To me it seems like you've tried to counter brute force and brute toughness with more brute force and brute toughness. The problems you describe revolve around dealing HP damage. This is not the way to approach your problem. I expect where you're really struggling is tactics and encounter composition. Your PC party is composed almost entirely of warrior types, and they lack a dedicated full caster. If you want to challenge them, make sure they cannot benefit too much from what they're good at: a) hitting things, and b) not being hit by things. Also make sure that c) you challenge them in more miscellaneous ways than outright combat.
a) Stop giving them opportunities to approach their foes in melee, at least without having some trouble getting there. Highly mobile, ranged attackers are the simplest solution: a large part of the PCs can't really catch up to them, so they must rely on the ranged element of their own party to take down the threat. Flying, teleporting, burrowing etc. enemies will also mix things up quite a bit. Remember: what the party can't reach they can't destroy.
Even better is throwing in some battlefield control abilities. A Druid with Entangle or Sorcerer with Web can make sure around half the party is unable to move, or forced to move very slowly. Solid Fog, Black Tentacles, Wall of Ice etc. are spells they should be encountering at the levels they're at. Other abilities that provide nice BC either mimic such spells (Assassin Vine's Entangle, Bone Devil's Ice Wall), are available as feats (Earth Devotion, Entangling Exhalation, Improved Trip), or are miscellaneous monstrous abilities (Air Elemental's Whirlwind, spiderwebs).
One resource for not being hit are available to a wide range of enemies: miss chances. Blacklight, Blink, Blur, Displacement, Mirror Image, Pyrotechnics, and the fog spells are spell solutions for this. Incorporeality is a good defense, as well. Also, there's environmental conditions (namely, fog or dust in the air, dense foliage, a hailstorm etc.) that even darkvision doesn't negate.
Finally, some monsters are outright immune to a wide range of attacks. A Hellwasp Swarm may be just the thing to scare them. A Black Pudding can also take away excess equipment...
You might want to start with a bunch of Arrowhawks (or Blink Dogs with a Warlock level each), accompanying a Sorcerer-Druid-couple, and work your way up from there.
Another route you might want to go are debuffing tactics. A bunch of Rays of Enfeeblement plus Rays of Exhaustion will cut the melee department down to size. A Dragonne can accomplish similar things with its Roar. A horde of undead Shadows (or a Greater Shadow) will put the fear of god into even mid- to high-level parties.

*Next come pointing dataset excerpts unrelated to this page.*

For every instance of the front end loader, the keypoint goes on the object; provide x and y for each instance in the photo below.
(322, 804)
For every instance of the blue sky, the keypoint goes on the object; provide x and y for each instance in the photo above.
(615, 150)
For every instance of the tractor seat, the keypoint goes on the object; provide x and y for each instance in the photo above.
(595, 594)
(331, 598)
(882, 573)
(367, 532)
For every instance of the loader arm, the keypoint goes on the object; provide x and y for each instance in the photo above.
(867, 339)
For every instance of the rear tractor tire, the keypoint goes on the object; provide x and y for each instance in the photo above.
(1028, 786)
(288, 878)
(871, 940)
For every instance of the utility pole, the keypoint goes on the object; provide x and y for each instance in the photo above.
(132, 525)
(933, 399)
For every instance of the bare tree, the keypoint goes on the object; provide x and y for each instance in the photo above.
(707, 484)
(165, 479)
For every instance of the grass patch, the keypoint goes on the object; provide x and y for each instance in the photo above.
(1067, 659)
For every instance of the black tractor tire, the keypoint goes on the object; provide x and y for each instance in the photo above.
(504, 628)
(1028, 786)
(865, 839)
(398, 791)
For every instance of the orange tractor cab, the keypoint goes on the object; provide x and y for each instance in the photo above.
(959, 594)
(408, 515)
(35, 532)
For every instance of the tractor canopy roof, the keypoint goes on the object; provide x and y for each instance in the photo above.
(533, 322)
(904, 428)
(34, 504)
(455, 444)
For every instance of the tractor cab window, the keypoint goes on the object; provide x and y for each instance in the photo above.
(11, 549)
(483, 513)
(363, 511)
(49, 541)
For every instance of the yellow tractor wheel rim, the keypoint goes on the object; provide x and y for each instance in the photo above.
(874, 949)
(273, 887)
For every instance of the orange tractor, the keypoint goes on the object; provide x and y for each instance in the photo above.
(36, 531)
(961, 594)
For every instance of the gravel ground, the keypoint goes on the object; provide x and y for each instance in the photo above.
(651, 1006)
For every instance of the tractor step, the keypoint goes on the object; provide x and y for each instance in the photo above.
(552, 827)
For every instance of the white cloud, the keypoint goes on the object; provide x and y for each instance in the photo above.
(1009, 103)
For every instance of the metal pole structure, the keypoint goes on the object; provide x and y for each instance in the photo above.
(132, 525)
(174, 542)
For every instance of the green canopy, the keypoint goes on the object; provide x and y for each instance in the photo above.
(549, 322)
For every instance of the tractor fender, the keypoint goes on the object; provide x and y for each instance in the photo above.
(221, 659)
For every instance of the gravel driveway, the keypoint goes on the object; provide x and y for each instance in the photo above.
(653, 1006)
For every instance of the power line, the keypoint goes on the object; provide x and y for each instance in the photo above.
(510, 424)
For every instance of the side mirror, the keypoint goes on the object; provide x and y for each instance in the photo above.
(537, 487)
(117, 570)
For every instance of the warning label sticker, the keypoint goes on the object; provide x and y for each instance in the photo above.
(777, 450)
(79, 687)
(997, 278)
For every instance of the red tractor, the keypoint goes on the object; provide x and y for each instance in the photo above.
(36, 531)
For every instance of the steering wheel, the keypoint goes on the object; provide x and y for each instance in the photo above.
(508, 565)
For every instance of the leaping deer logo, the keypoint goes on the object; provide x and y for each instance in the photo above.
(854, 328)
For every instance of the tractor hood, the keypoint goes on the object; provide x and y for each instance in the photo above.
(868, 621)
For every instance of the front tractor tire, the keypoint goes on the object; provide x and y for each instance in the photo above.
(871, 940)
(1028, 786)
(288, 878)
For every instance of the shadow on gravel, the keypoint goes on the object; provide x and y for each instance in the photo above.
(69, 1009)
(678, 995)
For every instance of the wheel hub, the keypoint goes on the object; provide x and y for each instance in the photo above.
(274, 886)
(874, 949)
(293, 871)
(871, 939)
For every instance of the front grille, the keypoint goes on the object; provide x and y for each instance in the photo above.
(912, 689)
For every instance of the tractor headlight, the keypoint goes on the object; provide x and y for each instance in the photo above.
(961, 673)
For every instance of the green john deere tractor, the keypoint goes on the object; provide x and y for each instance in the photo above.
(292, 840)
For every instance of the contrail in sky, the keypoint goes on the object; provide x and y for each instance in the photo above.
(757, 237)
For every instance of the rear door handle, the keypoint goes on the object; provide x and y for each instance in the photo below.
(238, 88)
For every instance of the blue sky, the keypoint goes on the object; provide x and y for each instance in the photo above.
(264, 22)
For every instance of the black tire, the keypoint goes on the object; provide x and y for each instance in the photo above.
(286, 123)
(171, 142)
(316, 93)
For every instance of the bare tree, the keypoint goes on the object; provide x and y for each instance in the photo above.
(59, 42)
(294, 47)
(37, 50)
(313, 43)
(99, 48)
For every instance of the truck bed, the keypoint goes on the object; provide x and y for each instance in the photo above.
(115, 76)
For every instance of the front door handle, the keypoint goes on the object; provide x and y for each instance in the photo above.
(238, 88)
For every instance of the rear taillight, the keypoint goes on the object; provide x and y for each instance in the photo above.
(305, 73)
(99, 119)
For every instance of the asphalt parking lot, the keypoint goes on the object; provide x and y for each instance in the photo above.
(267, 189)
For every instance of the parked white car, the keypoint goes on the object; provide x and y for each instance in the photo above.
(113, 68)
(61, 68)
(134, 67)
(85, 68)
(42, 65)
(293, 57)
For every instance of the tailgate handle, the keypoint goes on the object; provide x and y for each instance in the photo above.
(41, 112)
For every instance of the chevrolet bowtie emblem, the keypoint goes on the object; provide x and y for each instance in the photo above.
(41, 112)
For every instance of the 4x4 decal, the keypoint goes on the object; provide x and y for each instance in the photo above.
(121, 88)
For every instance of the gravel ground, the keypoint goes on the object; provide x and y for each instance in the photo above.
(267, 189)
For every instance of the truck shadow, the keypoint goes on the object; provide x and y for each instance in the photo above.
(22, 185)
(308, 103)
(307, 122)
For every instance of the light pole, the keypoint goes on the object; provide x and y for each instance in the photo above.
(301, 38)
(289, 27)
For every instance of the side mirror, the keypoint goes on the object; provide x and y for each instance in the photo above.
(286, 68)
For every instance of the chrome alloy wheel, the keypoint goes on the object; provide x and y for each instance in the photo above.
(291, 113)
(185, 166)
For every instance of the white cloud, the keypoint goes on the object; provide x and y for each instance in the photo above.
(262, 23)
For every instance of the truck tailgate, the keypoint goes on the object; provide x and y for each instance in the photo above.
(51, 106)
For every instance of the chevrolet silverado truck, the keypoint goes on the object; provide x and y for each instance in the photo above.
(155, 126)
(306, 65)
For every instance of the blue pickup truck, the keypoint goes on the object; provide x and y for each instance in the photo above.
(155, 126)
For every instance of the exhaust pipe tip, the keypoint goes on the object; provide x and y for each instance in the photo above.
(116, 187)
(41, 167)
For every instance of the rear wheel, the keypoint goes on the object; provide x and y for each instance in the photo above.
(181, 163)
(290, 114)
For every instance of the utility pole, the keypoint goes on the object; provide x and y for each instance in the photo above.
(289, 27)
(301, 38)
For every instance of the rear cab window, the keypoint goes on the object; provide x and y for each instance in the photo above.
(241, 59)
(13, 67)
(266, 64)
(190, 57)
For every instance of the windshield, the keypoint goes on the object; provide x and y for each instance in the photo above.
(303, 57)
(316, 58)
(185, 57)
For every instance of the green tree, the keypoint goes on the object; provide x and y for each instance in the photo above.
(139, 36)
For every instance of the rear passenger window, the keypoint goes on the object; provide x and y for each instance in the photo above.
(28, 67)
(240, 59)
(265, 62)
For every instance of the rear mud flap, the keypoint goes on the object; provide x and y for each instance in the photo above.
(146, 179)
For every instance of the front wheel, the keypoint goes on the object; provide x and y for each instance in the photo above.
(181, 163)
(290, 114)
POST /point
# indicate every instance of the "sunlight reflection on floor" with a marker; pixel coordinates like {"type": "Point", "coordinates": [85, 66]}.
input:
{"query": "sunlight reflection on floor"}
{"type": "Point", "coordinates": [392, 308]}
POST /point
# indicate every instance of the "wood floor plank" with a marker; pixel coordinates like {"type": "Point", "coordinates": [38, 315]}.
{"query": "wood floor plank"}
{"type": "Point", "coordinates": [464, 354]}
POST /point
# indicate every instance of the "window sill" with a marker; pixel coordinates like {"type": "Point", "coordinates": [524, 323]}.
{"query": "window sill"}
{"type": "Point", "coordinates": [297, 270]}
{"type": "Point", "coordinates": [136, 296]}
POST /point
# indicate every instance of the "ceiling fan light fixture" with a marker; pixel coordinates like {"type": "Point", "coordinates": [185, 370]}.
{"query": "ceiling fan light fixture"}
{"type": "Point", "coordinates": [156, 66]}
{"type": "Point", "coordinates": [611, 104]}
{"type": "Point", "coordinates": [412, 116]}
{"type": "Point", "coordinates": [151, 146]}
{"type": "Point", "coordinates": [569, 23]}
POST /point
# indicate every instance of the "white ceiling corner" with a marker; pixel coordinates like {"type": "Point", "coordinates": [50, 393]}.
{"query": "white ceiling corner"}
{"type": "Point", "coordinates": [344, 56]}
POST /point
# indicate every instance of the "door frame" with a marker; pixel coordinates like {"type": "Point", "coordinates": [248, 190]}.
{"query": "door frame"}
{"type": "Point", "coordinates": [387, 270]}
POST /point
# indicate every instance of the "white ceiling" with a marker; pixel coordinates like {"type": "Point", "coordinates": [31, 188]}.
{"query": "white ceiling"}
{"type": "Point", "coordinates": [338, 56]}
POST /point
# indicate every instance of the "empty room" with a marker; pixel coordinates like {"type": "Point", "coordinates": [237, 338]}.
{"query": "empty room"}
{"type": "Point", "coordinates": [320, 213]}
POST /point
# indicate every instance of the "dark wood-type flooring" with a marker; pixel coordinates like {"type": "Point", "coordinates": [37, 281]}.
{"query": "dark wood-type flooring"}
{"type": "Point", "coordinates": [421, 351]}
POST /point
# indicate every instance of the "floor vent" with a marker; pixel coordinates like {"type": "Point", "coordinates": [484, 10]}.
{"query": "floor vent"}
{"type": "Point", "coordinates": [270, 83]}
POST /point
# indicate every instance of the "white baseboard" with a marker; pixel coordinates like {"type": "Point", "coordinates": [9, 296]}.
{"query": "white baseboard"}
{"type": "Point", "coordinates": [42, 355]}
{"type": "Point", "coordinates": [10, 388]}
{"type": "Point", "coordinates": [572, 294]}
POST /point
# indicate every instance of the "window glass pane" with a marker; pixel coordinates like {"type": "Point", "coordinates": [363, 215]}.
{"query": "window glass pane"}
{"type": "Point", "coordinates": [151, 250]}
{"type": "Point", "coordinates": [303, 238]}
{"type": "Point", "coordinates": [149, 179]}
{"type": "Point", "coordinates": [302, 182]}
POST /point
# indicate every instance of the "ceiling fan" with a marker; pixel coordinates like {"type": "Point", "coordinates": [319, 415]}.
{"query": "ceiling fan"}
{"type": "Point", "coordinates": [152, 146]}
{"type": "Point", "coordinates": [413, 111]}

I expect their Fort saves to be pretty good, but at their level, poisonous creatures might still be an option that scares them. Other debuffs, like the Glitterdust, Slow, Unluck and Enervation spells, provide fantastic options as well. Rust Monsters? Good... debuffers, to say the least.
b) You want to get away from attacking their strong point (AC) and target some weak points occasionally (weak saves, touch AC) or rely more on attacks that outright do some kind of damage (area attacks, damaging auras, no-save-no-attack-roll spells, even environmental conditions). I don't need to go into too much detail, but consider any or all of the following attack forms:
breath weapons
(dragons, cryo-/pyrohydra, chimera)
area spells
(monsters with SLAs, casters)
other area damage abilities
(Medusa, Destrachan, swarms)
trip/disarm/sunder
(warrior types; even better with very large creatures such as giants; best done at huge reach)
grapple (plus constrict/rake/swallow whole)
(Tendriculouses and Behirs are tough)
touch attacks/incorporeal touch attacks
(Lamia, Spectre; touch spells)
ranged touch attacks
(Efreeti, Gauth beholder; Warlocks; ranged touch spells)
mind-affecting nasties
(Formian Taskmaster, Mindflayer, Succubus)
c) Finally, you need to make sure they understand how much they've pigeonholed their party by staying away from problem-solving in favor of combat prowess. I can't tell you how to do this in a few short paragraphs; just make sure that there'll be some puzzle locks to pick, disgruntled nobles to placate, ships to get safely through a storm, businessmen to swindle, underwater caves to navigate, magical traps to unravel, mountains to climb, Lord High Priests to impress, city defenses to plan, women to woo etc.